We’re big fans of Zillow’s work – and its data, which they’ve made freely available on their website – its a terrific resource for tracking important trends in local housing markets. We used it, for example, to look at the growth of prices in close-in urban neighborhoods in Portland relative to houses in surrounding suburban counties.

There’s a lot to read about in Zillow Talk – you can learn about the best time to sell your home, clever pricing strategies, and which descriptors tend to drive consumer interest. But our attention was drawn to Chapter 23, which explores the question: “What’s Walkability Worth?” The authors use Zillow’s copious data about home prices coupled with Walk Score’s measure of walkability to estimate how improving access to walkable destinations affects a home’s market price. (Walk Score is the innovative web-based tool for measuring the walkability of homes and apartments assigns a score from zero to 100 representing the proximity to common destinations like stores, parks, schools and restaurants.)

Zillow Talk estimated the effect of a 15 point improvement in walkability on Walk Score’s hundred-point scale across a number of metropolitan markets. They found that a 15 point increase in walkability would increase home values by an average of about 12 percent, with the actual values ranging between 4 and 24 percent depending on the metropolitan area. Chicago had the greatest effect of increases in walkability, and New York the least. The author’s also found that the positive effects of an increased walk score weren’t felt in car dependent neighborhoods.
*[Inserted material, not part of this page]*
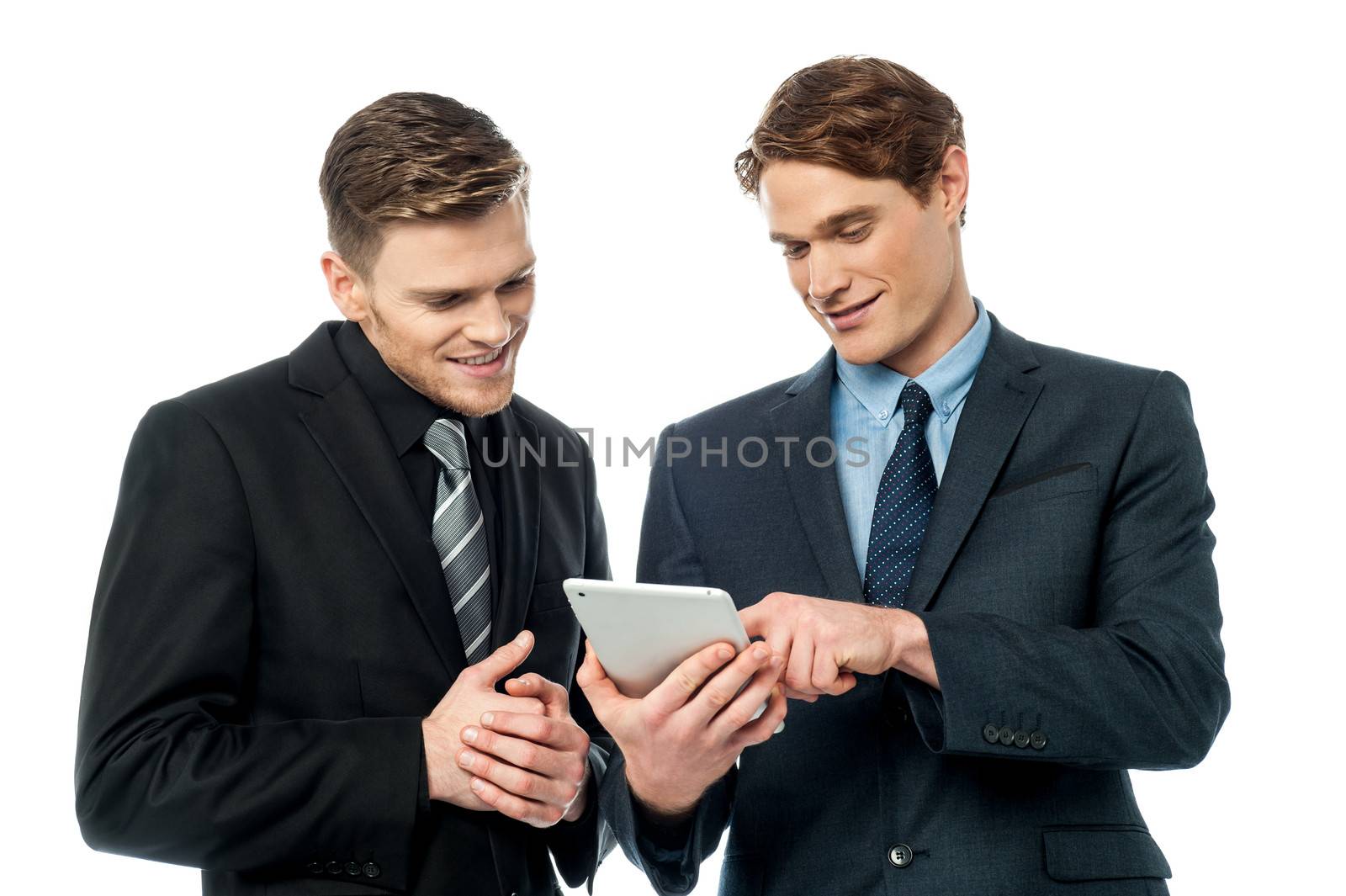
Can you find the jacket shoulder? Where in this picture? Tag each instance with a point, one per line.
(744, 412)
(548, 426)
(242, 395)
Zillow Talk tracked home values in several major markets from 2000 through 2014, and reported average sales values for the most walkable neighborhoods (“Walker’s Paradise” and “Very Walkable”) and the less walkable places (“Somewhat Walkable” and “Car Dependent.”) In every market they examined, home values in more walkable neighborhoods outperformed those in less walkable neighborhoods in the same market – particularly in recent years. In New York and Chicago, for example, homes in the most walkable neighborhoods increased in value 160 percent more than homes in car-dependent neighborhoods. Even though all these neighborhoods and markets showed the effects on the housing market cycle (with declines after 2006), Rascoff and Humphries report that more walkable areas are more resilient: they recovered their values faster after the collapse of the housing bubble.

The findings presented in Zillow Talk confirm my own earlier work examining the connection between walkability and market values. In 2009, I published a study for CEOs for Cities – Walking the Walk – that used home sales data from 15 markets to assess the impact of walkability on home values. I found that after controlling for the effect of home size, age, number of bedrooms and bathrooms, the overall income of the neighborhood, and its proximity to the region’s urban center and to employment opportunities, that walkability had a significant impact on home values in 13 of the 15 markets we studied. On average, in the markets we examined, going from an average level of walkability to an above average level (from the market median to the 75th percentile) was associated with a $10,000 to $30,000 increase in home values.

For those of us interested in urban places and walkability, Zillow’s data shows that walkability is a major contributor to housing values in urban locations and that houses with high levels of walkability, as measured by Walk Score, have maintained and increased their value relative to housing in car-dependent locations. This is clear evidence that consumers attach major economic value to walkability.